Haiti Gangs: More Than 50,000 Flee Capital After Surge in Violence
Vanessa Buschschlüter BBC NewsHaiti Gangs: More Than 50,000 Flee Capital After Surge in Violence
Vanessa Buschschlüter BBC News
Tens of thousands of people have fled the Haitian capital, Port-au-Prince, to escape a surge in gang violence over the past weeks.
The UN is warning that the rural regions to which many have fled are not equipped to deal with such a large influx of displaced people.
Meanwhile, gangs are attacking businesses in the capital, torching pharmacies and vandalising schools.
Haiti's national police succeeded in repelling an attack on the presidential palace on Monday but armed men stormed the nearby State University of Haiti hospital, known by its initials HUEH, to use it as their command centre.
HUEH had closed last month due to the violence and was meant to reopen on Monday.
The damage caused by the gangs is likely to further delay its reopening.
Access to healthcare, which was already severely restricted, has become even more difficult after armed men looted a hospital in the Delmas 18 neighbourhood and the Saint-Martin health centre last week.
Criminal gangs control not only the main port in Port-au-Prince but also many of the city's access roads, making it difficult to transport medical supplies.
While the situation in the capital's hospitals is dire, the UN has warned that the arrival of tens of thousands of displaced people in rural areas poorly equipped to deal with it also poses severe challenges.
Most of those fleeing Port-au-Prince have headed south, to areas which are still ravaged by the 2021 earthquake, which killed more than 2,000 people.
"It should be emphasized that [these] provinces do not have sufficient infrastructure and host communities do not have sufficient resources that can enable them to cope with these massive displacement flows coming from the capital," the UN's International Organization for Migration (IOM) said on Tuesday.
While Haiti has been facing a humanitarian crisis for years, the recent surge in violence started at the end of February when Prime Minister Ariel Henry travelled to Kenya to seal a deal for the African nation to lead a multinational security force.

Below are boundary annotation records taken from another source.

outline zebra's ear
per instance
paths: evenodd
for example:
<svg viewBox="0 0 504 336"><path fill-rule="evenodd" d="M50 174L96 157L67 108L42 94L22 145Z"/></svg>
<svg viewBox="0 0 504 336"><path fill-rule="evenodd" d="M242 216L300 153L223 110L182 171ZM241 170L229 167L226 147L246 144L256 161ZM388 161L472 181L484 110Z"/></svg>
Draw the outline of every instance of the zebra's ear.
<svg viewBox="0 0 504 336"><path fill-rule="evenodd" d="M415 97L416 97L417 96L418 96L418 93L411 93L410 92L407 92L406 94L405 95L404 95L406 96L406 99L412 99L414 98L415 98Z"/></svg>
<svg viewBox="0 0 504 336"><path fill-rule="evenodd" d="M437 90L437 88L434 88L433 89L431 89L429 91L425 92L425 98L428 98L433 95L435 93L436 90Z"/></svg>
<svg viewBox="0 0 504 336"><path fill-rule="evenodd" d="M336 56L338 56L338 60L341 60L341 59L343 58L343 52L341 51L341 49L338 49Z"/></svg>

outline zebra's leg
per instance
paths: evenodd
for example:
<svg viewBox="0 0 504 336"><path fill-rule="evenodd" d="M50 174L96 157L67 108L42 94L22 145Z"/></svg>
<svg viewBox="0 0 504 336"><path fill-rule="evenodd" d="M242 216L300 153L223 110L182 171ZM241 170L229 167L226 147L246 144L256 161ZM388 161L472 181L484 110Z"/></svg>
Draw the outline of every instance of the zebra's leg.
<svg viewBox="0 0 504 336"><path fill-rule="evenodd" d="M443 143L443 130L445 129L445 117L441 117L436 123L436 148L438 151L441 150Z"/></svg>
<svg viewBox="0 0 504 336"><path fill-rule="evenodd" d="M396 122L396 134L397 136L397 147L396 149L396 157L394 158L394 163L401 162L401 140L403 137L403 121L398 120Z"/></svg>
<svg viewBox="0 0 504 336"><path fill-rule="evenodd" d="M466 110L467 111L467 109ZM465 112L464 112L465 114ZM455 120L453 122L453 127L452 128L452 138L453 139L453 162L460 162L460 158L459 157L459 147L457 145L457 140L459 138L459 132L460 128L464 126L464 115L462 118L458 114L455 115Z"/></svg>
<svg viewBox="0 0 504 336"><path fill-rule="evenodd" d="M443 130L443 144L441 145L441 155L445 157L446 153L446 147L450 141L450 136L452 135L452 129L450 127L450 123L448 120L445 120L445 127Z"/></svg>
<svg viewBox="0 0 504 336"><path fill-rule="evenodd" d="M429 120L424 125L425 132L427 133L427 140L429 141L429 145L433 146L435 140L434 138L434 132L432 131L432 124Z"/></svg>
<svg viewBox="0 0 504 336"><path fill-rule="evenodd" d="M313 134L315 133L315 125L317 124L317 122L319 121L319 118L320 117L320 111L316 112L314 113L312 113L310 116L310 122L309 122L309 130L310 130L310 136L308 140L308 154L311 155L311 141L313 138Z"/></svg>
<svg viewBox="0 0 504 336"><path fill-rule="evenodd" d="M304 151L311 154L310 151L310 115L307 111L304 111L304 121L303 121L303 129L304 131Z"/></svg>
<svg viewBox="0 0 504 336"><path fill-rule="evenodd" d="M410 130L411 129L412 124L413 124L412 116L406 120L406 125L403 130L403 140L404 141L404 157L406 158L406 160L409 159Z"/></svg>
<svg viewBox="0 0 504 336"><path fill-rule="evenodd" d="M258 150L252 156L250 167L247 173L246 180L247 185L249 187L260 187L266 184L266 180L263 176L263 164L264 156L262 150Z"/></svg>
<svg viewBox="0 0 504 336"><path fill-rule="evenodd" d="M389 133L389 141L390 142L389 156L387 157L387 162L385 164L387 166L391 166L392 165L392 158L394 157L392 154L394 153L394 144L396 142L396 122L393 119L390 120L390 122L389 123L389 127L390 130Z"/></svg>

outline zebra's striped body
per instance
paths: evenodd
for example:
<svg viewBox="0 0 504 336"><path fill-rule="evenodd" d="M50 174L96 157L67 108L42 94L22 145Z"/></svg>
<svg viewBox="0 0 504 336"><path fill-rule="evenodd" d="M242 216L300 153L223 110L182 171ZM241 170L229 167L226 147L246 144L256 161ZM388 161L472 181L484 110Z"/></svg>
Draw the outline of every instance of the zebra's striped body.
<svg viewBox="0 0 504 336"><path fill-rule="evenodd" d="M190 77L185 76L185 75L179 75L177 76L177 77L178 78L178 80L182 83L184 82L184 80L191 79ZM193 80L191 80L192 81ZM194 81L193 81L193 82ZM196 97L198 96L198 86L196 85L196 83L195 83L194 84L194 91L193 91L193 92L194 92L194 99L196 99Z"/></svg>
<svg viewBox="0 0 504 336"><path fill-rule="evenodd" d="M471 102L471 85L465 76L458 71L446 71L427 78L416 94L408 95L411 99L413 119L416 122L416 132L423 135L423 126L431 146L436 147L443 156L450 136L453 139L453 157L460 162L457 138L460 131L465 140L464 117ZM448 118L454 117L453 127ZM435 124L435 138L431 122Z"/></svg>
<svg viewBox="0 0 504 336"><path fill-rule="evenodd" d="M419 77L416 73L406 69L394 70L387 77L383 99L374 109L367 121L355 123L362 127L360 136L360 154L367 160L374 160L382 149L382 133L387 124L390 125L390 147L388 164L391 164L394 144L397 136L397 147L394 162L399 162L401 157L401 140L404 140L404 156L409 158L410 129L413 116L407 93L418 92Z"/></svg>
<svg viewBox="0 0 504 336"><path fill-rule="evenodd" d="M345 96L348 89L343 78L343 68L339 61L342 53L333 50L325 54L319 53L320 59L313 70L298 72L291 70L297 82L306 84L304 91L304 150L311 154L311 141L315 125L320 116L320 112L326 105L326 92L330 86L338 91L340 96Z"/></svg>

The capital's warring criminal gangs united in an uneasy alliance to oust the prime minister.
Mr Henry was prevented from returning to the country as the gangs attacked the international airport, forcing its closure.
He agreed last month to step aside as soon as transitional presidential council was created.
The council issued its first official statement last week, promising to restore "public and democratic order", but it has yet to take any concrete actions.
Meanwhile, violent attacks in the capital resumed this week after a relative lull over Easter.